Broadie foresees more application of ShotLink data to course strategy, further development of strokes gained, more incorporation of additional information like the lie of the ball and the contours of the green, perhaps even connecting ShotLink data to TrackMan ball-flight data in a more direct link to coaching.
"If this were a round of golf, I'd say we're still on the front nine in golf analytics," Broadie says. "There's a long way to go."
Shotlink's many uses
ShotLink data has additional uses besides analyzing players' games. Most notably, it is a treasure trove of information for the USGA as it considers possible equipment regulations or analyzes the effect of past regulations.
"We call ourselves power users," says USGA technical director Matt Pringle. "There's not a week that goes by that we don't tap into it."
The USGA delves deep into the ShotLink data, marrying it with information from the tour setup staff on rough height, grass type, green speed and fairway width. Pringle's staff has developed its own software to go through different scenarios.
"With so much data, you can slice it a hundred different ways and test hypotheses to see if you can attribute things to equipment effects, course setup or something else," said Pringle. "The tour is not a controlled experiment, but there's so much data we can use it as if it were."
Naturally, the ruling body uses the data to constantly monitor distance. But it goes much further, and one of its most interesting tools is simulation -- the USGA has simulated the 2012 season 10,000 times with changing variables.
"We can say: 'What if driving distance were shorter or longer, how does that play out?' " says Pringle. "For example, if drives went 15 yards farther, what effect would it have on scoring for different types of players.

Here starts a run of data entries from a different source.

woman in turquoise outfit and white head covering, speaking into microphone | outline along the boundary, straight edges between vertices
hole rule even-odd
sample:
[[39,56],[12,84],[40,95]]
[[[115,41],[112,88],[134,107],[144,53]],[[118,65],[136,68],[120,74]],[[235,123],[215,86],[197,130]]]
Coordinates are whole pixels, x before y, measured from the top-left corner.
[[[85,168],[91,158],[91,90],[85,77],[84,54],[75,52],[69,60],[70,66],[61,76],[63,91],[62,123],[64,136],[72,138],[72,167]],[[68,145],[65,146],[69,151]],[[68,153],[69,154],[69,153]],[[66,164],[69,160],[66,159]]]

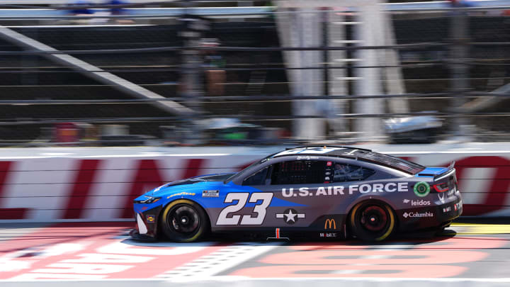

We can see what would happen if you changed course setup or made courses longer or shorter."
ShotLink data on where shots have finished on particular holes -- and scoring from various positions -- has also proved to be very useful in redesigns of tour courses, as architect Gil Hanse discovered in working on TPC Boston and Doral.
"When they first gave me the information, I thought it was going to be useless. Boy, was I wrong!" says Hanse. "For placement of fairway bunkers it provides us with a great database that incorporates wind, weather and distance over a period of years and multiple rounds, and allows us to focus on proper placement to challenge these guys."
More subtly, Steve Wenzloff of the PGA Tour's design staff says that on a new course like Conway Farms, host of the BMW Championship for the first time in 2013, the tour looks to see if there are areas on greens or fairways that are collecting or repelling shots. Collection areas on fairways aren't good from a divot standpoint, so the course may look to mitigate those. And areas on the greens that either gather or repel shots are considerations when it comes to hole locations.
The tour's field staff can use that type of data when it sets pins for each round. Data about how holes have played, and where drives have landed, helps in moving tees to various positions in different rounds. In more general terms, ShotLink information can help the tour determine the optimum rough height or fairway width on a given course.
In the academic world, ShotLink has helped college professors demonstrate points in areas far removed from golf. Jennifer Brown of Northwestern used the proven tendency of Tiger Woods' fellow competitors to play worse when they were paired with him to illustrate an effect in the business world where a "superstar" performer at a company can actually hamper the performance of others. Todd McFall of Wake Forest looked at the effect of the USGA's 2010 change in the rule on iron grooves as an example of regulations leading to unexpected consequences because people modify their behavior, in this case pros playing more cautiously and thus mitigating the effect of ostensibly more difficult shots from the rough.